Hello to all this is my first post hope you are good!
I try to extract the content of the table located on this site: https://pamestoixima.opap.gr/ . I want to extract the table as is. I have tried several ways such as beautifulSoup , pandas, and selenium but with no success! The latest code I have tried is this:
from bs4 import BeautifulSoup
from selenium import webdriver
driver = webdriver.Chrome( executable_path=r'C:path to /chromedriver.exe')
driver.get('https://pamestoixima.opap.gr/')

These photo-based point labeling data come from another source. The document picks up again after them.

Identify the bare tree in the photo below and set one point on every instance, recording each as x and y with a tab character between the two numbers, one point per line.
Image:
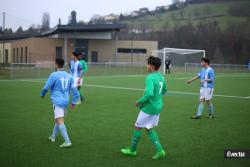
45	21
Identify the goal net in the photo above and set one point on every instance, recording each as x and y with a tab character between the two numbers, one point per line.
43	70
31	70
178	57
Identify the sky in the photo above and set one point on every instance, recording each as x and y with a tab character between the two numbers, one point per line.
27	12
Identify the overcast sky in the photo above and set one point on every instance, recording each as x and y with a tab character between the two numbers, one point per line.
26	12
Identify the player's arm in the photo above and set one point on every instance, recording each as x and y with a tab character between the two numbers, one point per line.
193	79
211	76
149	92
47	85
85	67
80	68
75	93
164	88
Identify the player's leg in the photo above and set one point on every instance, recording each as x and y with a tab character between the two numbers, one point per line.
201	104
59	116
155	140
208	98
80	92
131	151
52	138
63	130
136	135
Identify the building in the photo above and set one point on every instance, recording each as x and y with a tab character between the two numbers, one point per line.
5	52
99	43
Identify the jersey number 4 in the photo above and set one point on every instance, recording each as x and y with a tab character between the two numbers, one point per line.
64	82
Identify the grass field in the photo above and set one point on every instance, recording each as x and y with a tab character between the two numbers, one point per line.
217	12
102	125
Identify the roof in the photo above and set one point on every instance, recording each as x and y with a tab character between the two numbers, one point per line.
84	28
67	28
18	36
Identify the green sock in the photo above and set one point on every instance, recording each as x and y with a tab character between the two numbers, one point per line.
135	139
154	138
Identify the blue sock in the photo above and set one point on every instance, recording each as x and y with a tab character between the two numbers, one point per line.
200	109
211	109
55	131
64	133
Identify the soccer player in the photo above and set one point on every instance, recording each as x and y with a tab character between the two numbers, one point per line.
150	105
206	76
168	65
60	83
76	71
84	71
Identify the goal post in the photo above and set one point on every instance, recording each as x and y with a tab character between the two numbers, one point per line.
178	56
30	70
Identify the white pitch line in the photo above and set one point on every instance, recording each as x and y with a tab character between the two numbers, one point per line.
139	89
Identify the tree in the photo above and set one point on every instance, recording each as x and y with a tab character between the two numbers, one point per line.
45	21
72	18
19	30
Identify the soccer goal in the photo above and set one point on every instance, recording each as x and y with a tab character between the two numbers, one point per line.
31	70
179	57
237	68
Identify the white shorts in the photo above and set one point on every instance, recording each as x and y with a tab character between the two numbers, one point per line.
58	112
147	121
206	93
76	82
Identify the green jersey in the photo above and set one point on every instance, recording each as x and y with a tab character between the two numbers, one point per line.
151	102
84	66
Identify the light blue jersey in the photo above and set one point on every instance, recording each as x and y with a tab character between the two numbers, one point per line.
76	68
207	73
60	83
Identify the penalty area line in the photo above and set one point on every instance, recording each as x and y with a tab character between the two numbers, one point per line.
172	92
139	89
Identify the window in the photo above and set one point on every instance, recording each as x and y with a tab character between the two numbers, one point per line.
132	50
14	55
26	54
6	55
21	54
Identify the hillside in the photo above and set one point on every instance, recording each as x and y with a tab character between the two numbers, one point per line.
195	13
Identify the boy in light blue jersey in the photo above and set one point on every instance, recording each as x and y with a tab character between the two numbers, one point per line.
207	77
84	71
60	83
76	70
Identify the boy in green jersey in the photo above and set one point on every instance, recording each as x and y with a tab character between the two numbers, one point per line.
84	71
150	105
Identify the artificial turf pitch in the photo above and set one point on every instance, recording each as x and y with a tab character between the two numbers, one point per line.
103	124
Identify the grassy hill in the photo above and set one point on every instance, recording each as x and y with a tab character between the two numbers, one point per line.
195	14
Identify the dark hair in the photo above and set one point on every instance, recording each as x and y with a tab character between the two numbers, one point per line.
59	62
75	54
206	60
154	61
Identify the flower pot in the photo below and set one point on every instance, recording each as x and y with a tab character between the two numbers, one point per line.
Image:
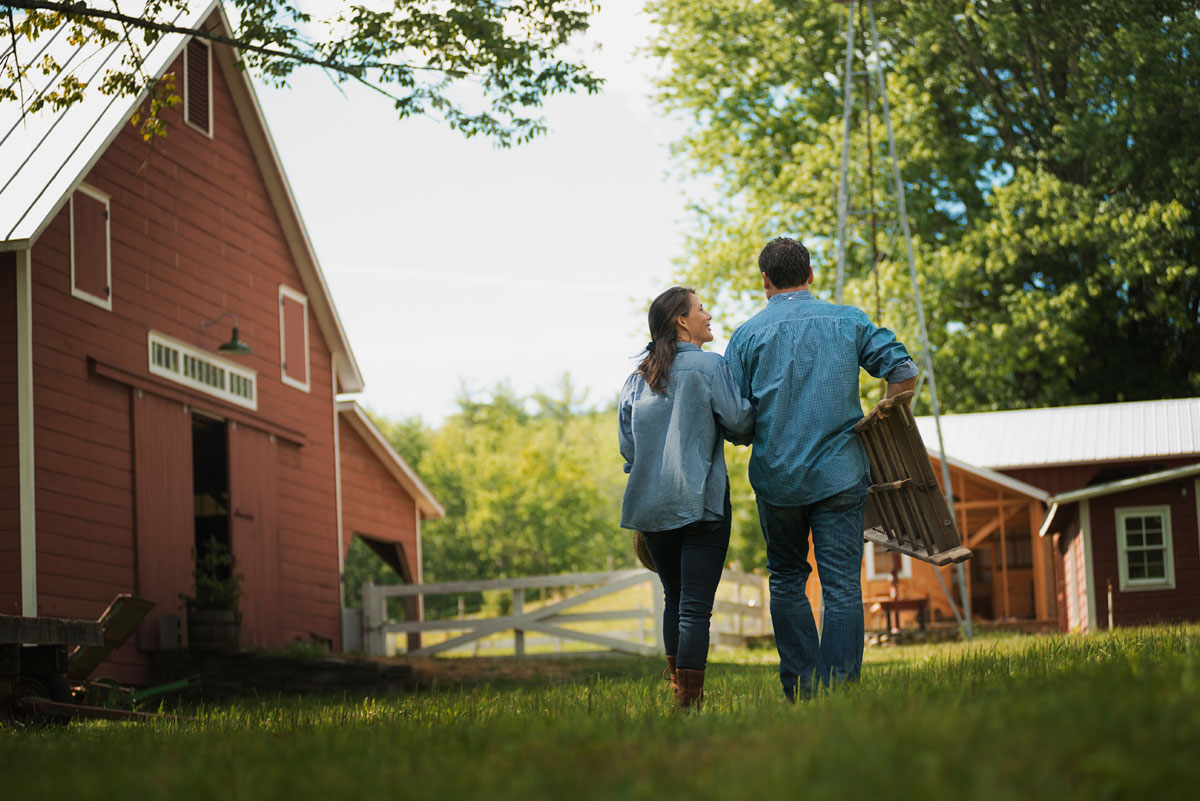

soup = BeautifulSoup(driver.page_source,'lxml')
author_element = soup.find("table", class_="results-table")
print(author_element.text)
driver.quit()
The error message I get is this:
USB: usb_device_handle_win.cc:1049 Failed to read descriptor from node connection:
Thank you in advance for any help!
CodePudding user response:
Do you specifically want to use Selenium? I haven't looked into detail but I think you can find all the data in this file: https://api.opap.gr/sb/sport/soccer/coupon?locale=el&onlyLive=false&marketIds=1,2,31,21,18,18,18,14&fromDate=2022-05-03&toDate=2022-05-03
CodePudding user response:
You can use selenium with pandas to grab complete table data as follows:
import time
import pandas as pd
from bs4 import BeautifulSoup
from selenium import webdriver
from selenium.webdriver.chrome.service import Service
from webdriver_manager.chrome import ChromeDriverManager
from selenium.webdriver.chrome.options import Options
option = webdriver.ChromeOptions()
option.add_argument("start-maximized")
#chrome to stay open
option.add_experimental_option("detach", True)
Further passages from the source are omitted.